Compact and lightweight metasurfaces, which focus, shape, and control light by using specially designed and patterned nanostructures on a flat surface, are a promising technology for wearable applications, particularly virtual and augmented reality systems. Today, research teams painstakingly design the specific pattern of nanostructures on the surface to achieve the desired function of the lens, whether that is resolving nanoscale features, producing multiple depth-perceiving images at the same time, or focusing light regardless of polarization.

If metalens is to be used commercially in AR and VR systems, it will need to be significantly scaled up, which means the number of nanopillars will be in the billions. How can researchers create something so complicated? This is where artificial intelligence comes into play.

Our presented VR platform is based on a meta-eyepiece and a laser back-illuminated micro-LCD, which provides many desirable features such as compactness, light weight, high resolution, wide color gamut, and more. We believe that the metasurface, a type of flat optics, opens up a new path for reshaping the future of VR.

Zhaoyi Li

A team of researchers from the Harvard John A. Paulson School of Engineering and Applied Sciences (SEAS) and the Massachusetts Institute of Technology (MIT) described a new method for designing large-scale metasurfaces that uses machine intelligence techniques to generate designs automatically in a recent paper published in Nature Communications.

“This article lays the groundwork and design approach that may influence many real-world devices,” said Federico Capasso, the paper’s senior author and the Robert L. Wallace Professor of Applied Physics and Vinton Hayes Senior Research Fellow in Electrical Engineering at SEAS. “Our methods will enable new metasurface designs with applications in virtual or augmented reality, self-driving cars, and machine vision for embarked systems and satellites.”

Until now, researchers needed years of knowledge and experience in the field to design a metasurface. “We’ve been guided by intuition-based design, relying heavily on one’s training in physics, which has been limited in the number of parameters that can be considered simultaneously, bounded as we are by human working memory capacity,” said Zhaoyi Li, a research associate at SEAS and co-lead author of the paper.

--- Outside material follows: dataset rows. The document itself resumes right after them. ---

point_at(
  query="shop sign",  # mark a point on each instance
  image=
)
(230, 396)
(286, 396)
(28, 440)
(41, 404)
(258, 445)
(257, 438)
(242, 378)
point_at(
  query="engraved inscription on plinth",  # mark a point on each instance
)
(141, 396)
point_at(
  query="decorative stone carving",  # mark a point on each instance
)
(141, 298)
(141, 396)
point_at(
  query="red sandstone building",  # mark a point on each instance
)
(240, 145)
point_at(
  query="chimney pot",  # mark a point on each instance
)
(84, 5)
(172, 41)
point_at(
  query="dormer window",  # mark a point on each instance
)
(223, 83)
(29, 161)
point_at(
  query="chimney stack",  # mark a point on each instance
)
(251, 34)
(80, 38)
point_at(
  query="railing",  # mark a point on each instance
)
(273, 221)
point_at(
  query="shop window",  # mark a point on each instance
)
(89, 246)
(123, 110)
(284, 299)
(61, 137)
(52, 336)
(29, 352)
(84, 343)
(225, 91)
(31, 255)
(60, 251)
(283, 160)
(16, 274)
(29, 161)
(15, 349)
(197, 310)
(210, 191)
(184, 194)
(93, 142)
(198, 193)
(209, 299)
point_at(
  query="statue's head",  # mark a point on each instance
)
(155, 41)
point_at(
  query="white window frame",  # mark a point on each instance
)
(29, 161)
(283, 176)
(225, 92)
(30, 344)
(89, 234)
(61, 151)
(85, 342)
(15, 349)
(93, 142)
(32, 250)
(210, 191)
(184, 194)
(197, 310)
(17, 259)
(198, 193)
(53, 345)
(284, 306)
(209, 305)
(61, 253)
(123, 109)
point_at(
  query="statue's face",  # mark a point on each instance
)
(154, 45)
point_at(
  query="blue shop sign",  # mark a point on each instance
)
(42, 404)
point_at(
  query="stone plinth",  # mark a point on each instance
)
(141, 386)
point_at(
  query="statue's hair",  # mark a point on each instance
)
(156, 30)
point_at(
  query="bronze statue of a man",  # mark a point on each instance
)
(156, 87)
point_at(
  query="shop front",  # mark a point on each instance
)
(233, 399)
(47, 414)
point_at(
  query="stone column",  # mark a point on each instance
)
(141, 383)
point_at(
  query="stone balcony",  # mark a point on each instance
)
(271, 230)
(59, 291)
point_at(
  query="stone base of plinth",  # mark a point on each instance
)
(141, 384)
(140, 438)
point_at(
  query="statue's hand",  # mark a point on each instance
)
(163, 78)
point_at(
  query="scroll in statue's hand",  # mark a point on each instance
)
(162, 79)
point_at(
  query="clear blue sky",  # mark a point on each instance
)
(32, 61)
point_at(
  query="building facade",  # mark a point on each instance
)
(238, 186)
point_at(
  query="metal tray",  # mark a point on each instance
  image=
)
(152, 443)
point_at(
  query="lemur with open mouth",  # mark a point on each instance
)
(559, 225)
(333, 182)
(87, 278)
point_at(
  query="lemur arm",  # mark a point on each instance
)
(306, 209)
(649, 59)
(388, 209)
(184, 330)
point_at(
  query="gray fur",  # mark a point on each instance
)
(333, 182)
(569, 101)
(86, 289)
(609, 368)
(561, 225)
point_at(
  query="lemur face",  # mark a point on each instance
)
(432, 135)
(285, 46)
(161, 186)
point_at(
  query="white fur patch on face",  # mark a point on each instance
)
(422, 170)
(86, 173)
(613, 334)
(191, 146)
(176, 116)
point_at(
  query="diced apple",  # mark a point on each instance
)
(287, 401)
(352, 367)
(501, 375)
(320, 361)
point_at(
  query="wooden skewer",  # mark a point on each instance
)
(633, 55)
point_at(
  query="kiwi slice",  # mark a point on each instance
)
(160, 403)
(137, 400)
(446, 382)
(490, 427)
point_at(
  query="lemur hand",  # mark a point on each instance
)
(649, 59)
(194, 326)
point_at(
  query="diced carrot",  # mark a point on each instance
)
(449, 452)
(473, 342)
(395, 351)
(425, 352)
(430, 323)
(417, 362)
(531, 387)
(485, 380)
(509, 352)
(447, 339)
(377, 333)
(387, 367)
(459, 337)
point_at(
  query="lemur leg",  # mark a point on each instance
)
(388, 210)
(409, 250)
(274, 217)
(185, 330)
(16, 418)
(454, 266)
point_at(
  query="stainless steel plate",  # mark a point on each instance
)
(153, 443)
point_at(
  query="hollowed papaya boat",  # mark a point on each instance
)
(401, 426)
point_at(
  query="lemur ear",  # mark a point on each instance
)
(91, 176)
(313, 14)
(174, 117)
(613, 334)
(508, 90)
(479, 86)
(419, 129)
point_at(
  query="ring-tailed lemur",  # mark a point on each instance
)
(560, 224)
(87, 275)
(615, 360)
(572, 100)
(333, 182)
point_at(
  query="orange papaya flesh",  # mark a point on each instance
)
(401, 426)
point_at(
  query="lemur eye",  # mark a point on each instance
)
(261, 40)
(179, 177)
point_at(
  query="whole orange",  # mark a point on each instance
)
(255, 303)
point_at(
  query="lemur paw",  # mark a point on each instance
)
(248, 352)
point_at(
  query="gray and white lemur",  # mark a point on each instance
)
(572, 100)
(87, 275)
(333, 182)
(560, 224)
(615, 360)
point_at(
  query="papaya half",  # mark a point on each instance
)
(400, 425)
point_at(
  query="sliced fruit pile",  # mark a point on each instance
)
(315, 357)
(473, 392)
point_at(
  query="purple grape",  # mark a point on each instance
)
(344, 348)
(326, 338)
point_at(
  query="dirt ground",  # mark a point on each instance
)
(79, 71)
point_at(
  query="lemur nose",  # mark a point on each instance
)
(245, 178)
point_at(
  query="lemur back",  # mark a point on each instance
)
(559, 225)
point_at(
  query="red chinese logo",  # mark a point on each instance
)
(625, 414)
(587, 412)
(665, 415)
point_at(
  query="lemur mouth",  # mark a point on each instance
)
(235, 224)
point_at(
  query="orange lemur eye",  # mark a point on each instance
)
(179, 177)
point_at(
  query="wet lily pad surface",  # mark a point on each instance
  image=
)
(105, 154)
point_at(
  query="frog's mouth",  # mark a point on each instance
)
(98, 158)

Algorithms empower metalens design

To overcome these constraints, the team taught the physics of metasurface design to a computer program. The program uses the foundation of physics to automatically generate metasurface designs, designing millions to billions of parameters at the same time.

This is an inverse design process, which means that the researchers start with a desired function of the metalens, such as a lens that can correct chromatic aberration, and the program uses its computational algorithms to find the best design geometries to achieve that goal.

“It’s scary to let a computer make a decision, but we’ve shown that our program can act as a compass, pointing the way to the optimal design,” said Raphael Pestourie, a postdoctoral associate at MIT and co-lead author of the paper. “Moreover, using a single-CPU laptop, the entire design process takes less than a day, compared to the previous approach, which would take months to simulate a single metasurface of 1 cm diameter working in the visible spectrum of light.”

“This is an orders-of-magnitude increase in the scale of inverse design for nanostructured photonic devices, generating devices tens of thousands of wavelengths in diameter compared to hundreds in previous works, and it opens up new classes of applications for computational discovery,” said Steven G. Johnson Professor of Applied Mathematics and Physics at MIT and co-corresponding author of the paper.

The research team uses the new approach to design and build a centimeter-scale, polarization-insensitive, RGB-achromatic meta-eyepiece for a virtual reality (VR) platform.

“Our presented VR platform is based on a meta-eyepiece and a laser back-illuminated micro-LCD, which provides many desirable features such as compactness, light weight, high resolution, wide color gamut, and more,” Li explained. “We believe that the metasurface, a type of flat optics, opens up a new path for reshaping the future of VR.”